Even so, between two strokes of his paintbrush Bonden ran forward with a basket of hand-lines, and Stephen and Martin, sharing strips of a red handkerchief between them as bait, plucked the fishes from the sea. They had half-filled the basket - they had caught sight of bonitoes pursuing the mackerel and their hopes were on tiptoe when there came the dismal cry 'Man overboard!'
'Come up the sheets,' called Jack, leaping over the painted strips and on to the hammocks in their netting. Men threaded their way with the utmost speed though still with the utmost care to their appointed ropes, and within the minute there was an all-pervading roar of sails flacking and slatting as they spilt the wind - a horrible sound.

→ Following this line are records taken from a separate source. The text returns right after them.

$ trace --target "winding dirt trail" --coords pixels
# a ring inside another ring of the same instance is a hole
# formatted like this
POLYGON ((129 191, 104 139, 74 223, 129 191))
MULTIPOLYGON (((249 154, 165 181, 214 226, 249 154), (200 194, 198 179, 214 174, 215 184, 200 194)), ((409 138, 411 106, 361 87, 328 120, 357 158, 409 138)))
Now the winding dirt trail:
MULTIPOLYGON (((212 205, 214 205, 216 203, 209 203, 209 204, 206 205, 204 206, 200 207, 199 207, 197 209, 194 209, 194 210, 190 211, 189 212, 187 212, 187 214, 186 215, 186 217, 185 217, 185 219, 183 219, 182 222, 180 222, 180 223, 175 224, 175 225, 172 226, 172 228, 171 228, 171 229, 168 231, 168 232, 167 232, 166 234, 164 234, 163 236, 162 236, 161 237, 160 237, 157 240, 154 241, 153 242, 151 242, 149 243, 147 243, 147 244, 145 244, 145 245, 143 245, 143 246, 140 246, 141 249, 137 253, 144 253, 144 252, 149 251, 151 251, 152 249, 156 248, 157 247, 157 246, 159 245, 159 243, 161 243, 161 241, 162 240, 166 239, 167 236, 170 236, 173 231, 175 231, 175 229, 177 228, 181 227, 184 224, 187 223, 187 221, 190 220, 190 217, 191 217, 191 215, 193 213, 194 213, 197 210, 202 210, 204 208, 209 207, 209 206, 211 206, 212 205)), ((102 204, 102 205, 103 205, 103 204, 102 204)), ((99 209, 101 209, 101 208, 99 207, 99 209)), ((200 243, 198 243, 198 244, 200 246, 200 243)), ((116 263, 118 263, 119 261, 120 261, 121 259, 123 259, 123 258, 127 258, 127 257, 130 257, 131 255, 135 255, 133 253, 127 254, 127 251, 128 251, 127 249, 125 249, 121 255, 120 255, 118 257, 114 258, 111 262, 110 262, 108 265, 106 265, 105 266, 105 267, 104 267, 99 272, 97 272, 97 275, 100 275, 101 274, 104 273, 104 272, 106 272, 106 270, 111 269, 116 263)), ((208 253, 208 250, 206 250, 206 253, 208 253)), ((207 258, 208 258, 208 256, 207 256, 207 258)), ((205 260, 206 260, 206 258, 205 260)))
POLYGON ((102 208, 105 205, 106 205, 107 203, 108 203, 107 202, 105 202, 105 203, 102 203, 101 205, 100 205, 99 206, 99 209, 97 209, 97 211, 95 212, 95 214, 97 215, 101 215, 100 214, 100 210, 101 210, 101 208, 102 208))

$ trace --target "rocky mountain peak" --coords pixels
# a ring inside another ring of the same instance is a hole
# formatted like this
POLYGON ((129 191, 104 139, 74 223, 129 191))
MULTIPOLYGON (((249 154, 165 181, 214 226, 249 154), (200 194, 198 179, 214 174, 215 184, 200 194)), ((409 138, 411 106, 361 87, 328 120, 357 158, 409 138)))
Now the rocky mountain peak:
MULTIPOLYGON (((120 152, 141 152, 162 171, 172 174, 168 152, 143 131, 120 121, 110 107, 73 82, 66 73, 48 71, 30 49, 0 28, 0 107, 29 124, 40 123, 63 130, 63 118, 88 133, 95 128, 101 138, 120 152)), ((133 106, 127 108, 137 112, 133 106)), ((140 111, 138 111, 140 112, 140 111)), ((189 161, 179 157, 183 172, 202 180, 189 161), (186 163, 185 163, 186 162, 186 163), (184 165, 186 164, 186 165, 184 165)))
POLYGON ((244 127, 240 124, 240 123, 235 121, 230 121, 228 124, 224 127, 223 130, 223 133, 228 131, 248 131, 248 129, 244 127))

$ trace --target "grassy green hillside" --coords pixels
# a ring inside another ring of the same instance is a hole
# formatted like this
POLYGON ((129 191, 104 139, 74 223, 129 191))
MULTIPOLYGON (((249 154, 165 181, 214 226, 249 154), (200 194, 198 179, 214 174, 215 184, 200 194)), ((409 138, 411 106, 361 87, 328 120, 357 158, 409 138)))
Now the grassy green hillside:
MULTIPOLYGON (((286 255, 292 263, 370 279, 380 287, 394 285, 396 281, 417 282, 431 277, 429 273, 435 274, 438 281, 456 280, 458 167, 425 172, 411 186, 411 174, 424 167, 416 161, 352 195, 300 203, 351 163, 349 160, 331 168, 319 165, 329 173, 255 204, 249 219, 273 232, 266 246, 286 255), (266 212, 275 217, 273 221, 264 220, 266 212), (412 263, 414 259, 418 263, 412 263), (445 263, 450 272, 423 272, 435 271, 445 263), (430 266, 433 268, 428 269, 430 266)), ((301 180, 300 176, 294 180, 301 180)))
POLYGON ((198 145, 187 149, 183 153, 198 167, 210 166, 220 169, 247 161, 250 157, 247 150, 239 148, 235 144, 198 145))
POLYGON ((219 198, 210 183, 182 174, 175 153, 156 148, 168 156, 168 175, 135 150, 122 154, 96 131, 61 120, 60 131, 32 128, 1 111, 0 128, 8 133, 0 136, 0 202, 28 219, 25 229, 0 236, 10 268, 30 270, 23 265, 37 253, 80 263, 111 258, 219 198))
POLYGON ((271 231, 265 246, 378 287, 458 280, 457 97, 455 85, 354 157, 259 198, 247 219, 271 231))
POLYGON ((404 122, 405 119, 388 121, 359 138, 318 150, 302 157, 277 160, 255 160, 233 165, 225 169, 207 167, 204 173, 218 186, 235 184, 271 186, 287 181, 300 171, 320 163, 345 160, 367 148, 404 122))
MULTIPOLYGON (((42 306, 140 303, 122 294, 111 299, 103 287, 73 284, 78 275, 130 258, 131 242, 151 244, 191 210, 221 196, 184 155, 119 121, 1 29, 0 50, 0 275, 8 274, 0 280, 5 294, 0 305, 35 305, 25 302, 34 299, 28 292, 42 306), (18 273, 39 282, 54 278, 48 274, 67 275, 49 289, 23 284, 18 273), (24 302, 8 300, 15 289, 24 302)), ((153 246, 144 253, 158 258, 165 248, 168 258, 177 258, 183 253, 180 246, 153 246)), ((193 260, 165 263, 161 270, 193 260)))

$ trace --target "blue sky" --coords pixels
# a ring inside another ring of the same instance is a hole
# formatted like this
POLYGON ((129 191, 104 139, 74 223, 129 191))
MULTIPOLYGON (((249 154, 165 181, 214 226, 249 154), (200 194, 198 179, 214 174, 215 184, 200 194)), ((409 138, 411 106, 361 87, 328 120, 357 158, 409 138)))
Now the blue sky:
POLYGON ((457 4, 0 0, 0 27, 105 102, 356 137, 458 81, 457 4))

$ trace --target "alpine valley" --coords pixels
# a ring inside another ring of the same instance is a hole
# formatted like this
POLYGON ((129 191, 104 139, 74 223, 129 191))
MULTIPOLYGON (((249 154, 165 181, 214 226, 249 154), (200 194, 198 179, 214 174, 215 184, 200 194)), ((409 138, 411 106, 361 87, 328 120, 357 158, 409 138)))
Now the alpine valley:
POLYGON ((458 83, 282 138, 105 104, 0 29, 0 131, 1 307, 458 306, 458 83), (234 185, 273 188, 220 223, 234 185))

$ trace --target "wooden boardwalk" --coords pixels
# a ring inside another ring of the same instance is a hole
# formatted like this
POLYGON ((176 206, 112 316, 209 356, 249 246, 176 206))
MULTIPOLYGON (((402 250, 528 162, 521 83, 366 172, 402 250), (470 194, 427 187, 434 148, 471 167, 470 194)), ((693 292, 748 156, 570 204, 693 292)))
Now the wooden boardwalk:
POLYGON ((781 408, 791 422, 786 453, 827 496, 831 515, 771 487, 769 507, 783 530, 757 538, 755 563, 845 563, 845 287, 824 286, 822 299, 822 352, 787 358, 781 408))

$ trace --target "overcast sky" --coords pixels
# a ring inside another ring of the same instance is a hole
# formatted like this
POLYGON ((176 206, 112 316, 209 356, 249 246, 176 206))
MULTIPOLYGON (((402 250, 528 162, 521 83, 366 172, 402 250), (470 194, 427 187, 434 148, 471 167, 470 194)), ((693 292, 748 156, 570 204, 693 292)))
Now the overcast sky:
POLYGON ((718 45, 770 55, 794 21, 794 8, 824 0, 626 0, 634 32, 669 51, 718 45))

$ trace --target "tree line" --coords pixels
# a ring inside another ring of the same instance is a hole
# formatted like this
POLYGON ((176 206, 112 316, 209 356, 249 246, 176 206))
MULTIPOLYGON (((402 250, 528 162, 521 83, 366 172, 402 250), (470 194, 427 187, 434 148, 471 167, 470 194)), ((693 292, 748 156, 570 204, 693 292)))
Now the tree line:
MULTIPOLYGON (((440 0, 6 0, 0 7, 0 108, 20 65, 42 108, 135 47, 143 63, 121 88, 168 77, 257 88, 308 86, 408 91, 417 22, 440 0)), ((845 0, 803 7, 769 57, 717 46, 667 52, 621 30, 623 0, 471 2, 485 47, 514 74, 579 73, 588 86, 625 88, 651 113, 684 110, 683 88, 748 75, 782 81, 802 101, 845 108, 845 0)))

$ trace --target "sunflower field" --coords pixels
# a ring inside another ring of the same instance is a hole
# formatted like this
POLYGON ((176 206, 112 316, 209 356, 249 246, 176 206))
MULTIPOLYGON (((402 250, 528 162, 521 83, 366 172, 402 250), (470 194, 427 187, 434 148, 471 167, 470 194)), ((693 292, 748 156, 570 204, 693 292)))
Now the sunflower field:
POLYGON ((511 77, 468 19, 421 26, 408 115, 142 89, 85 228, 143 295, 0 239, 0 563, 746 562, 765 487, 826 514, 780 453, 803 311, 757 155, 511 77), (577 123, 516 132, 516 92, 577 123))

Jack had his eye fixed on the man, a painter who had leaned out just too far, and saw that he was swimming: he also saw the Merlin port her helm and drop the boat from her stern davits and he rebuttoned the coat he had been about to fling off. 'Back the foretopsail,' he said, and the way came off the Surprise - an odd dead feeling aboard, after so much urgent rhythmic life.
The Merlin's boat, with the rescued man aboard, caught her up, and warned by vehement cries not to touch her sides, hooked on at the stern. Pullings came up the ladder, then some bags were passed after him, and last came the sodden object of their solicitude, an elderly Surprise by the name of Plaice, Joe Plaice: he was not welcomed aboard, though he had many friends and even relations in the frigate; he was not congratulated on being alive. 'I dare say the lubber dropped his -ing brush as well," said one of his shipmates as he passed, bowed with shame. 'You had better go and shift yourself, Plaice,' said Jack coldly, 'If your improvident habits have left you any dry clothes,' and raising his voice he gave the series of orders that set the ship progressively back in motion -anything sudden might have endangered the topgallants, though it was true that the breeze already had a most unpleasant declining feel about it.